For my birthday a couple of years ago, I received a very cozy blanket. It was velvety soft on one side and wooly warm on the other. Perfect for my evenings in the living room, ostensibly watching TV with Pete and a kid or two but really just falling asleep on the couch, wrapped in a velvety, wooly blanket.
It was such a perfect blanket that all three kids clamored for one to call their own. Come Christmas, each found one of their own velvety wooly blanket under the tree. One of those blankets found its way to UCSD with Eldest last year. But what of the other three?
Youngest has laid claim to all of them. One -- his -- is his bedspread. Another -- mine -- along with Le Daughter's form a cocoon atop his bed. He has a triple threat of velvety wooly goodness each night.
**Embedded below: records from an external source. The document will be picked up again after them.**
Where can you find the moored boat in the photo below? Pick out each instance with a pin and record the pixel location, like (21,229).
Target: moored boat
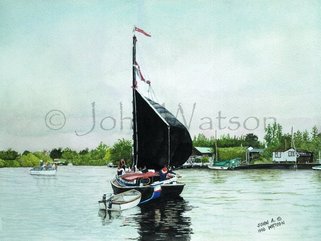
(119,202)
(225,165)
(318,168)
(40,171)
(160,141)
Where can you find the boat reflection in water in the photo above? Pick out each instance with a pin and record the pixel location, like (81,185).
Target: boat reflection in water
(164,220)
(107,216)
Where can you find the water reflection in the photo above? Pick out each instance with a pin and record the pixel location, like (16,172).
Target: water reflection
(164,220)
(107,216)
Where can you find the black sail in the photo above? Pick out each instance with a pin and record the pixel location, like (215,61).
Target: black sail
(162,139)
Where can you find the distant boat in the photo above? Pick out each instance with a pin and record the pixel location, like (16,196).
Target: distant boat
(41,171)
(160,141)
(119,202)
(225,165)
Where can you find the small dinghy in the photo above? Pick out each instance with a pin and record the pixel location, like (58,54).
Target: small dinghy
(120,201)
(39,171)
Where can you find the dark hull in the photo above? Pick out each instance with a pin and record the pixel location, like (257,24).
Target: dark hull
(167,190)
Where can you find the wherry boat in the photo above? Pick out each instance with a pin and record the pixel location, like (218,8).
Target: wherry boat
(120,201)
(41,171)
(160,141)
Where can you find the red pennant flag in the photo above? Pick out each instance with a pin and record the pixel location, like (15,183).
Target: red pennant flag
(139,73)
(142,31)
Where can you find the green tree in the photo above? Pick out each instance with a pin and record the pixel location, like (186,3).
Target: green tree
(29,160)
(122,149)
(9,154)
(2,163)
(56,153)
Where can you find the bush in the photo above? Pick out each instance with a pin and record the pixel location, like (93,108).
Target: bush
(29,160)
(2,163)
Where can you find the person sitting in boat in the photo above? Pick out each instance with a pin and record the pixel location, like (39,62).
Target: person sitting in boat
(144,170)
(163,172)
(121,168)
(123,164)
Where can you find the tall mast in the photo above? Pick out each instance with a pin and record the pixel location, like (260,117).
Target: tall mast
(134,84)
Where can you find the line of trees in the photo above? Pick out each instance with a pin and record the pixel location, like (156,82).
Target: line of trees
(99,156)
(275,139)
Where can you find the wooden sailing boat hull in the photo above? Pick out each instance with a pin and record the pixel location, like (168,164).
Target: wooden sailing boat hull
(218,167)
(122,201)
(167,190)
(43,172)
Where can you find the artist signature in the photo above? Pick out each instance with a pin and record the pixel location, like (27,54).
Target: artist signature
(270,224)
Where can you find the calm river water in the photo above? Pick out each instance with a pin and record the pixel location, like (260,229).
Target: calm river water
(215,205)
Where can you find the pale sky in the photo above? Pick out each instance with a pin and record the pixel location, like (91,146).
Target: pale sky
(224,62)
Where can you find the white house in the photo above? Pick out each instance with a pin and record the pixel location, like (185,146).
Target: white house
(286,156)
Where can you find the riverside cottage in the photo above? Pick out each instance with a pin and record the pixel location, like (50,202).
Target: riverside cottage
(286,156)
(292,156)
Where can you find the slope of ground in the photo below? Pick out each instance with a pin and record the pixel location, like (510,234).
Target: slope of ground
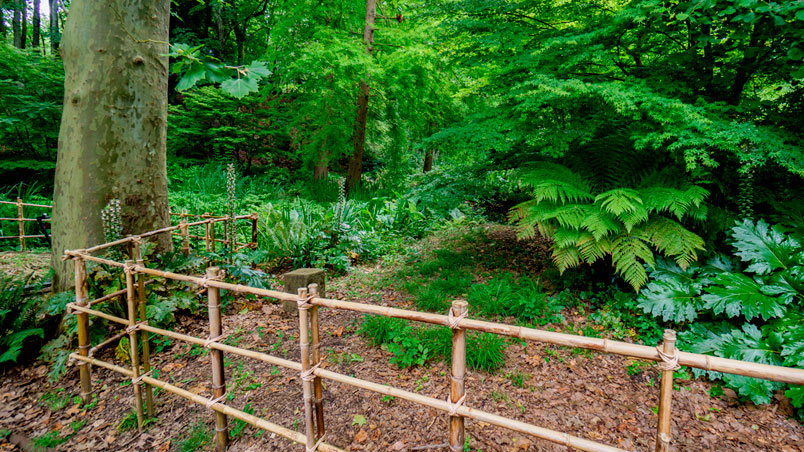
(597,396)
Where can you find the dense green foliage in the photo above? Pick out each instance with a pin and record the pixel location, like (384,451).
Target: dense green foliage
(746,306)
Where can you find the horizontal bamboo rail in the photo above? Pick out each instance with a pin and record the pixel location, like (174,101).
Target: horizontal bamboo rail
(21,220)
(118,293)
(25,204)
(24,219)
(668,357)
(219,407)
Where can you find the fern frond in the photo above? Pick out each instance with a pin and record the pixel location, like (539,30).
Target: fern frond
(673,240)
(678,202)
(555,183)
(629,253)
(619,201)
(565,258)
(592,250)
(601,224)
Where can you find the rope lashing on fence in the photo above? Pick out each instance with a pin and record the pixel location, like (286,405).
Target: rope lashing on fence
(668,362)
(135,327)
(212,340)
(212,402)
(138,380)
(454,320)
(309,374)
(314,448)
(453,407)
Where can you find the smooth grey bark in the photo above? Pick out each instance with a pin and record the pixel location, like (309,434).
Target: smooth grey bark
(112,141)
(16,25)
(55,38)
(359,139)
(36,23)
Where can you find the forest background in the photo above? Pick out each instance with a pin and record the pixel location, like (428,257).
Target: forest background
(658,144)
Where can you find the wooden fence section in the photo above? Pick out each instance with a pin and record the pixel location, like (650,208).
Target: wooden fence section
(308,303)
(209,234)
(21,220)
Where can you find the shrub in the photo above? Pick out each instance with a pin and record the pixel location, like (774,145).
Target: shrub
(20,322)
(751,309)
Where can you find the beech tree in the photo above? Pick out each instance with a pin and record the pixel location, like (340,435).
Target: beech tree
(113,129)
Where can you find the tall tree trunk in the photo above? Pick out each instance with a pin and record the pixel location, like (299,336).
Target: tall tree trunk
(2,21)
(428,161)
(55,37)
(24,23)
(36,22)
(16,25)
(356,160)
(113,131)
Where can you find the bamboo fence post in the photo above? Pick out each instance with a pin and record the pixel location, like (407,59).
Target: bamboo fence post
(146,346)
(82,318)
(318,389)
(21,217)
(306,374)
(206,236)
(216,358)
(132,339)
(254,218)
(668,364)
(185,234)
(457,394)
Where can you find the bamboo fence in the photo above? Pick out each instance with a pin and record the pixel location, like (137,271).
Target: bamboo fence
(668,357)
(21,220)
(182,229)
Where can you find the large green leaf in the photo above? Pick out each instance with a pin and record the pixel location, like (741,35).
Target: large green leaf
(765,248)
(736,294)
(672,300)
(240,87)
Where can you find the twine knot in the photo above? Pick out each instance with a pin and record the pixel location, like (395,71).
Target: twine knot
(453,407)
(314,447)
(668,362)
(135,327)
(212,402)
(309,374)
(138,380)
(217,338)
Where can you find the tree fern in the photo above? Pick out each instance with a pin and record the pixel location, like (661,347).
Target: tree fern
(629,224)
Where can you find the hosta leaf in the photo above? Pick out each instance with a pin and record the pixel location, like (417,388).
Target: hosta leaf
(735,294)
(765,248)
(240,87)
(671,300)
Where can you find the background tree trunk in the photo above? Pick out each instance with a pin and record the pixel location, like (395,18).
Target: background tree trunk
(23,23)
(36,22)
(55,37)
(356,160)
(2,21)
(16,25)
(113,129)
(428,161)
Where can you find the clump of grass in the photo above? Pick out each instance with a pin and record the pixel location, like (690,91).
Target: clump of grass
(379,329)
(197,437)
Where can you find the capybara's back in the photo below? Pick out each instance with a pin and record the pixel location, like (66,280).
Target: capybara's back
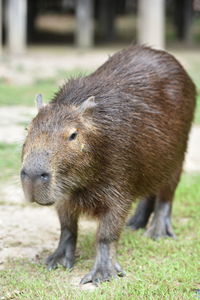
(105,139)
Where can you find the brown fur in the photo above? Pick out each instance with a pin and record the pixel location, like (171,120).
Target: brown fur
(131,143)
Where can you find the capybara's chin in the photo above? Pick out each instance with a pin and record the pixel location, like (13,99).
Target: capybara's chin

I grant you that he is old enough to "make" his own bed. Still, as day two of high school rolled around this morning -- and I had missed day one as I was otherwise engaged bringing Le Daughter off to college for her freshman year -- I found myself in his room, doing my standard morning task of folding those blankets on his bed. I don't deny taking the chance each morning to stroke my cheek with the velvety side of one of the blankets. I took that chance again this morning.
They represent something, those blankets, although I can't say with certainty what that "something" is. Comfort, certainly. Familiarity, sure. Consistency, too. Ritual, yeah. And maybe trying to hold onto something that seeps out of my house, unable to be contained no matter how I try.